Strona:PL Lange - Miranda.djvu/157

Ta strona została przepisana.

W r. 1907 — w czasie rewolucji — byłem skazany na więzienie w twierdzy Brześcia Litewskiego. Siedział tam wówczas wraz ze mną Rosjanin Andrejew, który pół życia przepędził po rozmaitych turmach obszernego imperjum. Opowiadał mi on historję, której był świadkiem, gdy siedział w więzieniu w Kałudze.

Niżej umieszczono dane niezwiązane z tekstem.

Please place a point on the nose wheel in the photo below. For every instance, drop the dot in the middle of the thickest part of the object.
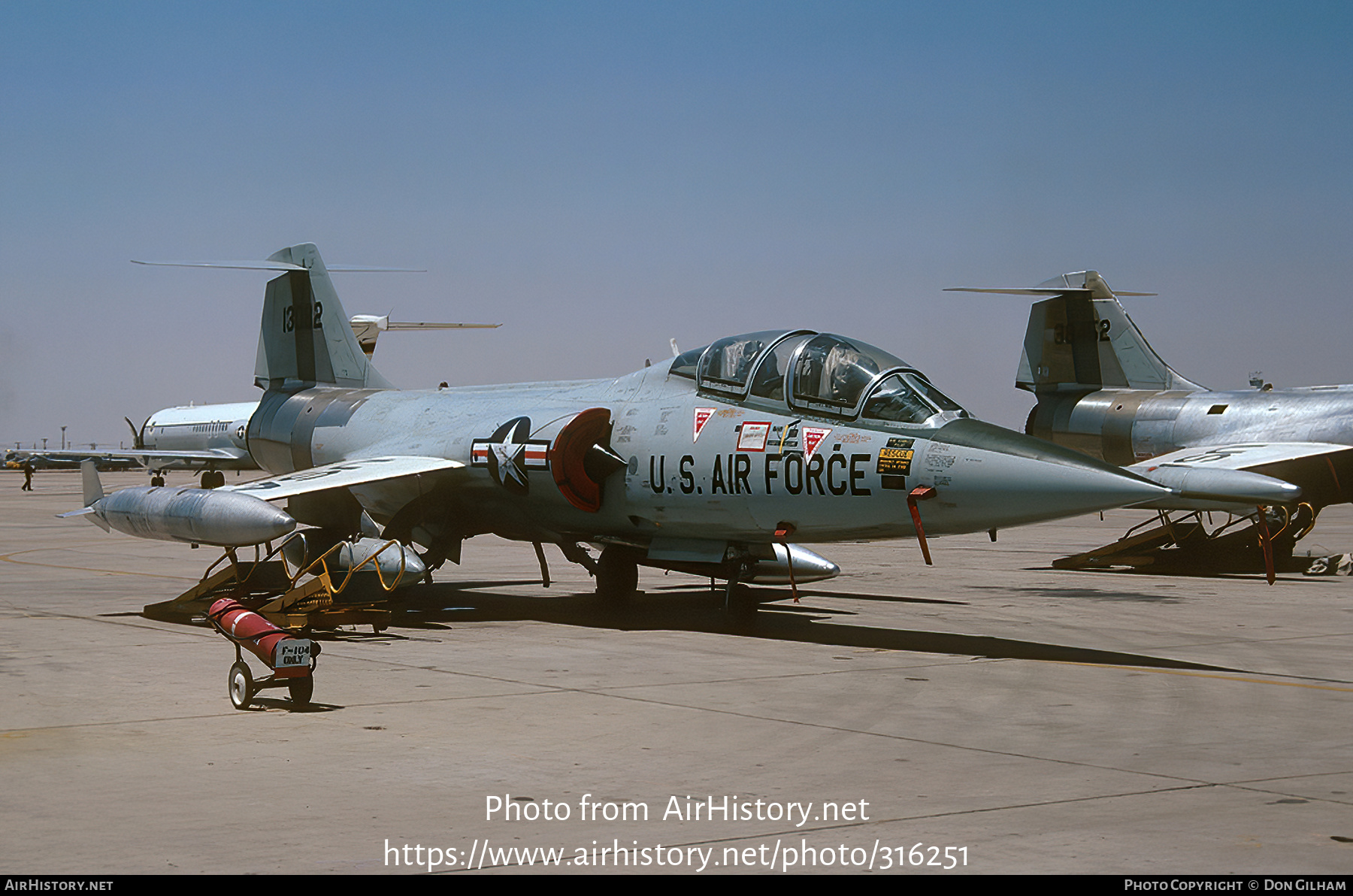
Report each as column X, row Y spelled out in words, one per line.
column 241, row 686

Zarówno typy ludzkie, jak i warunki ówczesne, w opowiadaniu tem wystawione, należą dziś do przeszłości, ale zgroza i okropność życia przetrwała, a zapewne nawet dzisiejsza tyranja jest stokroć krwawsza i bardziej beznadziejna, niż dawniejsza cesarska, gdyż tu jest pozbawiona absolutnie wszelkiego pierwiastku dobrotliwości.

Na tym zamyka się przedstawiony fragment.